Ser judeu é ser um estrangeiro. É difícil evitar a conclusão de que foi por isso que Abraão foi ordenado a deixar sua terra, casa e casa paterna; porque, muito antes de José nascer, já se dizia a Abraão que seus descendentes seriam estrangeiros em uma terra que não era deles; porque Moisés teve que sofrer exílio antes de assumir a liderança do povo; porque os israelitas sofreram perseguição antes de herdarem sua própria terra; e porque a Torá é tão insistente que essa experiência – a recontagem da história sobre Pessach, juntamente com o sabor nunca esquecido do pão da aflição e as ervas amargas da escravidão – devem se tornar uma parte permanente de sua memória coletiva.

É aterrorizante, em retrospecto, entender como a Torá levou a sério o fenômeno da xenofobia, o ódio do estrangeiro. É como se a Torá estivesse dizendo com a maior clareza: a razão é insuficiente. A simpatia é inadequada. Apenas a força da história e da memória são fortes o suficiente para formar um contrapeso ao ódio.
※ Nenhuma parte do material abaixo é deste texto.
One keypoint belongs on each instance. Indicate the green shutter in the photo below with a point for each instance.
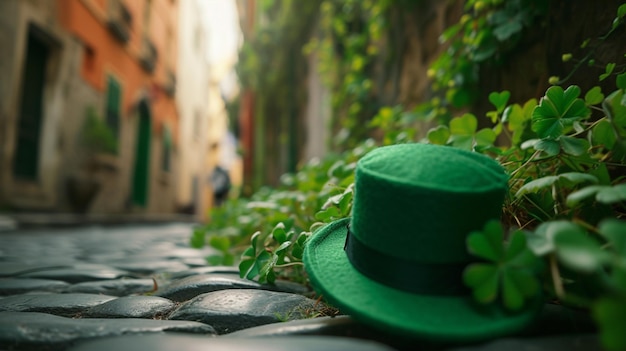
(167, 148)
(114, 99)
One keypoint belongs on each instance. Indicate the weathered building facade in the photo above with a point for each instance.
(88, 119)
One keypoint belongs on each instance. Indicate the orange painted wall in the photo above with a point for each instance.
(104, 54)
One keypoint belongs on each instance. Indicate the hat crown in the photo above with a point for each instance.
(418, 202)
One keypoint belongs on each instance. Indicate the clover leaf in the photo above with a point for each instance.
(557, 111)
(464, 135)
(508, 270)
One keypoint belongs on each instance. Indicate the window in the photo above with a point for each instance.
(113, 102)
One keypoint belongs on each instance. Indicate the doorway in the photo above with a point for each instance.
(26, 157)
(142, 157)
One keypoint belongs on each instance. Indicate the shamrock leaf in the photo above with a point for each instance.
(557, 111)
(509, 270)
(564, 180)
(464, 135)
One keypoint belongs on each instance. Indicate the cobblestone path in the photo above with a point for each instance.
(143, 288)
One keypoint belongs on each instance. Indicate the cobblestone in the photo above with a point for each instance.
(143, 287)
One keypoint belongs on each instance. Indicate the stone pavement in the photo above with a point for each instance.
(142, 287)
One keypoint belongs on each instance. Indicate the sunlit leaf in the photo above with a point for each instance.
(615, 232)
(604, 134)
(541, 241)
(499, 100)
(439, 135)
(594, 96)
(464, 125)
(574, 146)
(578, 196)
(612, 195)
(221, 243)
(557, 111)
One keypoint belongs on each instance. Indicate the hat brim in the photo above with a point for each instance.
(436, 318)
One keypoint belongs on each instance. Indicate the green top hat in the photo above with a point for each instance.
(397, 264)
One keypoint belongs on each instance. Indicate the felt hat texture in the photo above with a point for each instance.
(397, 263)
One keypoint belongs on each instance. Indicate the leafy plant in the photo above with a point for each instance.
(565, 154)
(509, 270)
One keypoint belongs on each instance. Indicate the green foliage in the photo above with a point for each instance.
(509, 270)
(487, 31)
(351, 39)
(565, 154)
(97, 136)
(282, 219)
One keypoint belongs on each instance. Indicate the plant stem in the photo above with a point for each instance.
(556, 277)
(289, 265)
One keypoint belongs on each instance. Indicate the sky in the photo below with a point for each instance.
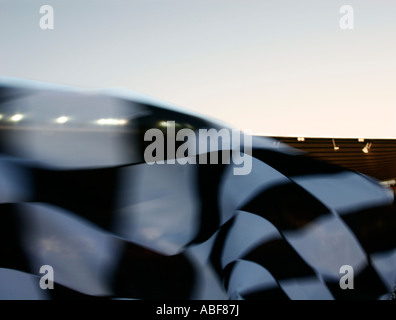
(276, 67)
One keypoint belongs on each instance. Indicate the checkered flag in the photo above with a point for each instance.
(76, 194)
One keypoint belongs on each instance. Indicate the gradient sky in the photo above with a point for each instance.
(278, 67)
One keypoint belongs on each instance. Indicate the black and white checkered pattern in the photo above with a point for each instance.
(81, 199)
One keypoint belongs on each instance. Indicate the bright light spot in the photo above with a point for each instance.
(16, 117)
(164, 123)
(112, 122)
(62, 119)
(367, 147)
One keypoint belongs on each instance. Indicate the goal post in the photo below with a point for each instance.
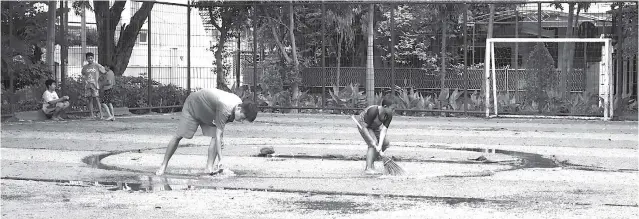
(597, 74)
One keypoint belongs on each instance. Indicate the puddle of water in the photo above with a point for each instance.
(530, 160)
(343, 207)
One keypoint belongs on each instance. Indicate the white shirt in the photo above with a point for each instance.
(48, 96)
(211, 106)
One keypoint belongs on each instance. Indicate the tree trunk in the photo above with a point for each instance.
(51, 36)
(296, 64)
(83, 32)
(370, 67)
(109, 53)
(568, 54)
(219, 69)
(339, 60)
(280, 45)
(491, 21)
(442, 72)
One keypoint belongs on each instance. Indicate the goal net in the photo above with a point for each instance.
(548, 78)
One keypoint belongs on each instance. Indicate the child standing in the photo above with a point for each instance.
(53, 106)
(91, 73)
(106, 84)
(374, 122)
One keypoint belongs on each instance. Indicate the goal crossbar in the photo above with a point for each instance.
(605, 66)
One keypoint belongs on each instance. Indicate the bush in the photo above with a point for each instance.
(131, 92)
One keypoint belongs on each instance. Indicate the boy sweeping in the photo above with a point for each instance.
(91, 73)
(209, 109)
(374, 122)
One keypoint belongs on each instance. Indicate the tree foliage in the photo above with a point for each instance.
(229, 21)
(543, 78)
(118, 54)
(24, 28)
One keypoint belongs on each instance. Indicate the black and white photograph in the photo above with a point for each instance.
(319, 109)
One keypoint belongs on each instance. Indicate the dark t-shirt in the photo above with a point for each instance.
(374, 116)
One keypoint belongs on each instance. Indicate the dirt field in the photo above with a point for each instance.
(540, 168)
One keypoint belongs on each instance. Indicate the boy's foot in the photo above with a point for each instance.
(371, 172)
(216, 172)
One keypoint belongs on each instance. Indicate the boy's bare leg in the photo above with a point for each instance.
(112, 112)
(91, 107)
(56, 113)
(371, 154)
(97, 100)
(213, 154)
(170, 149)
(63, 111)
(109, 113)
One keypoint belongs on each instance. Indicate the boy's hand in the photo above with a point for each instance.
(379, 149)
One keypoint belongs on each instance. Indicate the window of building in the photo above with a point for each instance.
(143, 37)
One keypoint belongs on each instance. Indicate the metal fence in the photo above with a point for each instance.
(176, 47)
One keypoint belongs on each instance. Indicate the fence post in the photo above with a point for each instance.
(149, 81)
(466, 76)
(392, 27)
(516, 55)
(323, 55)
(255, 53)
(239, 58)
(188, 48)
(64, 48)
(11, 72)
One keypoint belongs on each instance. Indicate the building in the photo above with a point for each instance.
(168, 46)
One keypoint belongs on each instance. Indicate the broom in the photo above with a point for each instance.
(390, 167)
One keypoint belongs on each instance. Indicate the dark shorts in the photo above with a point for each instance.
(107, 96)
(376, 131)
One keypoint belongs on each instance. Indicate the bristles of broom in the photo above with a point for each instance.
(390, 167)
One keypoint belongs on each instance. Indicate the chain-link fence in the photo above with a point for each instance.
(438, 51)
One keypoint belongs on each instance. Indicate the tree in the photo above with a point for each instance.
(227, 20)
(341, 16)
(107, 19)
(275, 21)
(24, 28)
(540, 66)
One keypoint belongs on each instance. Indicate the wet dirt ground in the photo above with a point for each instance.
(533, 168)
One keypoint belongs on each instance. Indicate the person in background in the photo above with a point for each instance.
(107, 81)
(52, 105)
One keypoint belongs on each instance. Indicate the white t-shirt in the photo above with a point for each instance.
(48, 96)
(211, 106)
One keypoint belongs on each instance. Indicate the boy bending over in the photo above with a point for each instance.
(209, 109)
(53, 106)
(374, 122)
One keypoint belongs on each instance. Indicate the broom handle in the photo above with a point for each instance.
(362, 128)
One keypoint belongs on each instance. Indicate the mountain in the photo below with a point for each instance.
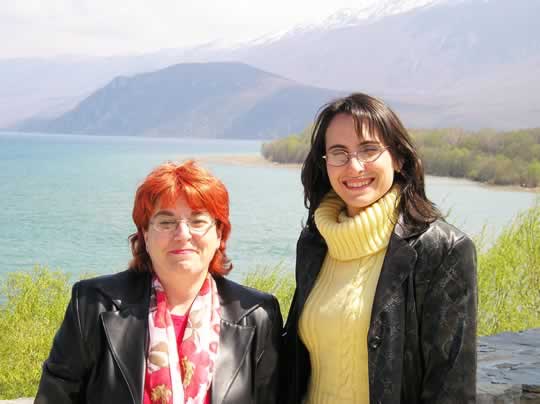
(476, 61)
(204, 100)
(458, 63)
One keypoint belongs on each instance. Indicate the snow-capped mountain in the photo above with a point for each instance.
(468, 63)
(370, 11)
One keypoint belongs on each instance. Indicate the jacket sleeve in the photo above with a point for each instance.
(449, 328)
(266, 373)
(63, 373)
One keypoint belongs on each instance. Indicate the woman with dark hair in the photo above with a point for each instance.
(385, 304)
(171, 329)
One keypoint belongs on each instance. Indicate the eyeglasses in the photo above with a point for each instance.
(368, 154)
(198, 224)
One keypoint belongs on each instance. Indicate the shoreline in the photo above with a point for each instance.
(260, 161)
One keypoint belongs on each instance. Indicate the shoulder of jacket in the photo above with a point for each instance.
(440, 235)
(123, 287)
(228, 288)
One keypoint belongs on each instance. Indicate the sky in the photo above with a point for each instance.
(37, 28)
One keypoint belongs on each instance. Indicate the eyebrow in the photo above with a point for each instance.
(171, 214)
(164, 213)
(364, 143)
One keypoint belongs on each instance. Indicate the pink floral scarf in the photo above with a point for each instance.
(186, 380)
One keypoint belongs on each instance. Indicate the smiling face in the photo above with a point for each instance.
(180, 250)
(358, 184)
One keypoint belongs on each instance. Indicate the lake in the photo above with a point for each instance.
(66, 200)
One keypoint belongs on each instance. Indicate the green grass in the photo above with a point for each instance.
(275, 280)
(32, 304)
(509, 277)
(33, 308)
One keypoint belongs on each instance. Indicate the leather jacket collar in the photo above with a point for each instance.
(126, 331)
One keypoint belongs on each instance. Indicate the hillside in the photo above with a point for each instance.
(199, 100)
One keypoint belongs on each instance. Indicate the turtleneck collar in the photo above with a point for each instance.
(364, 234)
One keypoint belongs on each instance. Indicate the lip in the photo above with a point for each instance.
(182, 251)
(357, 183)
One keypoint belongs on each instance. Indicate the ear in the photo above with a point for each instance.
(397, 164)
(145, 234)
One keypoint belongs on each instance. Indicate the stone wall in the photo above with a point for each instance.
(509, 368)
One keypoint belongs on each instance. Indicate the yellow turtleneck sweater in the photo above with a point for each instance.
(335, 320)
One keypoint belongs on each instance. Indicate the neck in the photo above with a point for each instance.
(181, 289)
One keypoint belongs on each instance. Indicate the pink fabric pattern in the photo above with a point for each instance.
(185, 380)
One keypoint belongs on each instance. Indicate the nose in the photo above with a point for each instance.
(356, 164)
(182, 232)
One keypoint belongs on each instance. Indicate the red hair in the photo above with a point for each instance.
(164, 186)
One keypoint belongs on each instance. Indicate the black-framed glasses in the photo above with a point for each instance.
(198, 224)
(369, 154)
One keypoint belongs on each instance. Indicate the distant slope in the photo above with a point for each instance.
(475, 61)
(203, 100)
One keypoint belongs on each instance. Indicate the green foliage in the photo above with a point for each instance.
(273, 280)
(291, 149)
(33, 305)
(509, 277)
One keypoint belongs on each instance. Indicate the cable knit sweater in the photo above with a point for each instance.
(335, 320)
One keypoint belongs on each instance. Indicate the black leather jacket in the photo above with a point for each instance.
(99, 353)
(422, 335)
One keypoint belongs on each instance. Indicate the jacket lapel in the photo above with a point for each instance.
(126, 335)
(398, 265)
(126, 330)
(235, 340)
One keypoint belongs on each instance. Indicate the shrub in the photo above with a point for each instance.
(33, 305)
(509, 277)
(273, 280)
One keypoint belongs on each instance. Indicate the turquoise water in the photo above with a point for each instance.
(66, 201)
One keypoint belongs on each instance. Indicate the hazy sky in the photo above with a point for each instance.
(106, 27)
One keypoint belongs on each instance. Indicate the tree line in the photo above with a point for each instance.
(489, 156)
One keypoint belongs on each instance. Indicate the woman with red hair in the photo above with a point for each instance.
(171, 329)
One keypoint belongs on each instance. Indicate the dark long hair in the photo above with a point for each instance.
(369, 113)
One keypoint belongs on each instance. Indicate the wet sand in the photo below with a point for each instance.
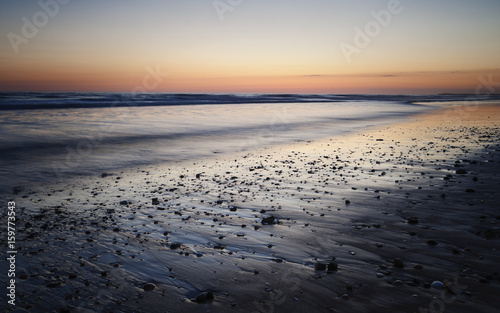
(368, 222)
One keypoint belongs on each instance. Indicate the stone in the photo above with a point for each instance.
(320, 266)
(437, 284)
(345, 296)
(205, 297)
(268, 220)
(174, 246)
(332, 267)
(413, 221)
(149, 287)
(398, 263)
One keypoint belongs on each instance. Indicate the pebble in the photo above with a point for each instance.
(332, 266)
(437, 284)
(413, 220)
(205, 297)
(398, 263)
(418, 266)
(319, 266)
(268, 220)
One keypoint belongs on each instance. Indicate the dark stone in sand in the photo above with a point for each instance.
(174, 246)
(398, 263)
(319, 266)
(149, 287)
(268, 220)
(489, 234)
(53, 284)
(413, 220)
(205, 297)
(332, 267)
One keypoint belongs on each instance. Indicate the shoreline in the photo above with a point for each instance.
(370, 202)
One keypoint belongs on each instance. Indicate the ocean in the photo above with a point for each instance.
(45, 137)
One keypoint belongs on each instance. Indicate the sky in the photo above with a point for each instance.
(250, 46)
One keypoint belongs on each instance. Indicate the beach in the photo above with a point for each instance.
(393, 218)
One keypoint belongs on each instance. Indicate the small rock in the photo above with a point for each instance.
(205, 297)
(413, 220)
(398, 263)
(149, 287)
(332, 266)
(268, 220)
(53, 284)
(319, 266)
(437, 284)
(174, 246)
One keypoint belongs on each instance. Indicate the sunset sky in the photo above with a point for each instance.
(297, 46)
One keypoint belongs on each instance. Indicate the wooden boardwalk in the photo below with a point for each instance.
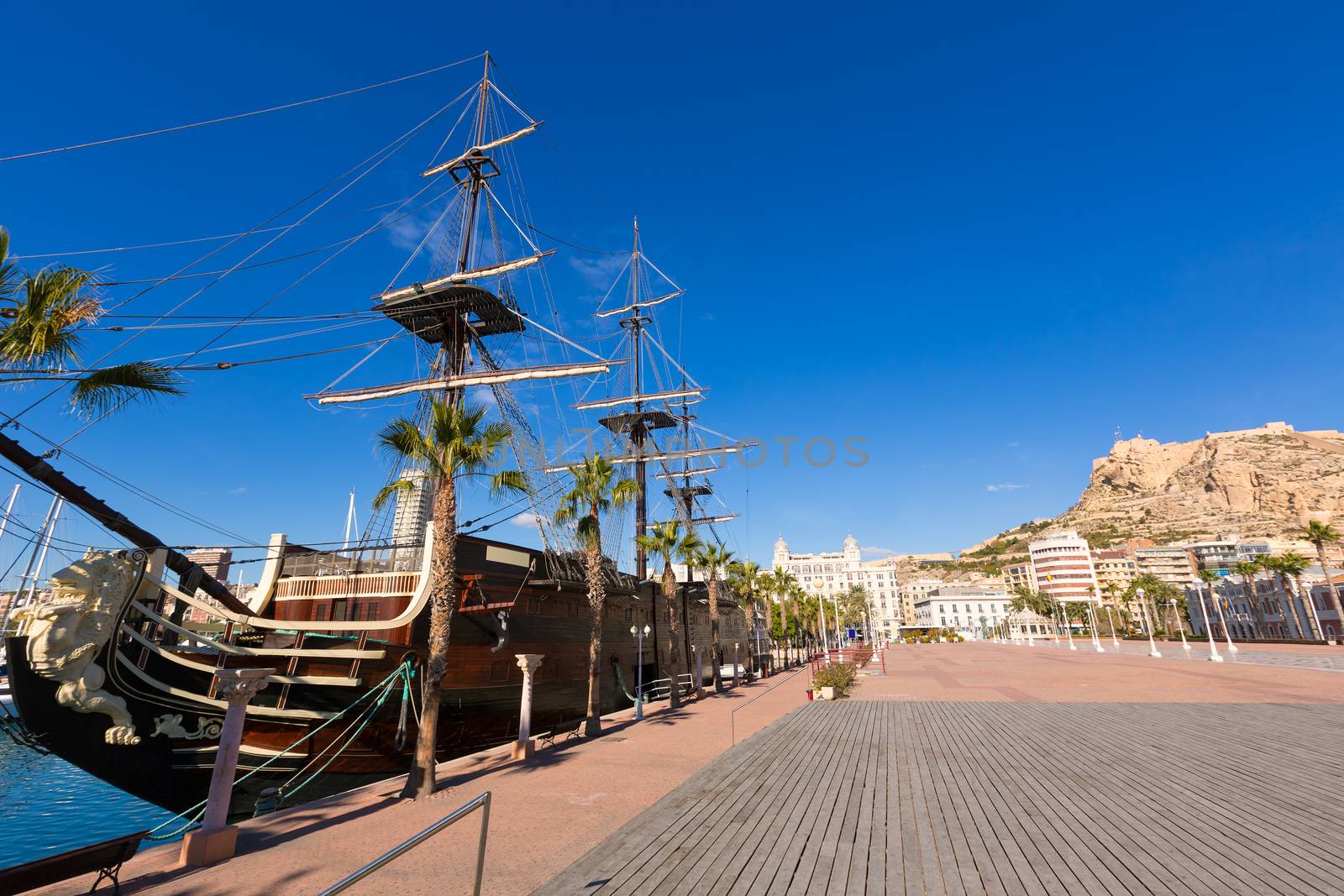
(967, 799)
A Torá pergunta: por que você não deveria odiar o estrangeiro? Porque você já esteve onde ele está agora. Você conhece o coração do estrangeiro porque você já foi um estrangeiro na terra do Egito. Se você é humano, ele também é. Se ele é menos que humano, você também é. Você deve lutar contra o ódio em seu coração, como Eu lutei contra o maior governante e o império mais forte do mundo antigo em seu favor. Eu te fiz entrar nos estranhos arquetípicos do mundo para lutar pelos direitos de estrangeiros – para os seus e os dos outros, onde quer que estejam, quem quer que sejam, qualquer que seja a cor de sua pele ou a natureza de sua cultura, porque eles não são à sua imagem, diz D-s, eles ainda são à Minha. Há apenas uma resposta forte o suficiente para responder a pergunta: por que eu não deveria odiar o estrangeiro? Porque o estrangeiro sou eu.

Shabat Shalom

 

NOTES
[1] Bava Metzia 59b .
[2] Êxodo 12:49 ; Levítico 24:22 ; Números 15:16 , 29.
[3] Ramban, comentário para Êxodo 22:22 .
[4] Ohr HaĤayim, comentário a Êxodo 22:20 .
[5] Ver Moshe Weinfeld, Justiça Social na Antiga Israel e no Antigo Oriente Próximo (Jerusalém: Magnes Press, 1995).
[6] O verbo barbarízein no grego antigo significava imitar os sons linguísticos que os não-gregos faziam, ou cometer erros gramaticais em grego.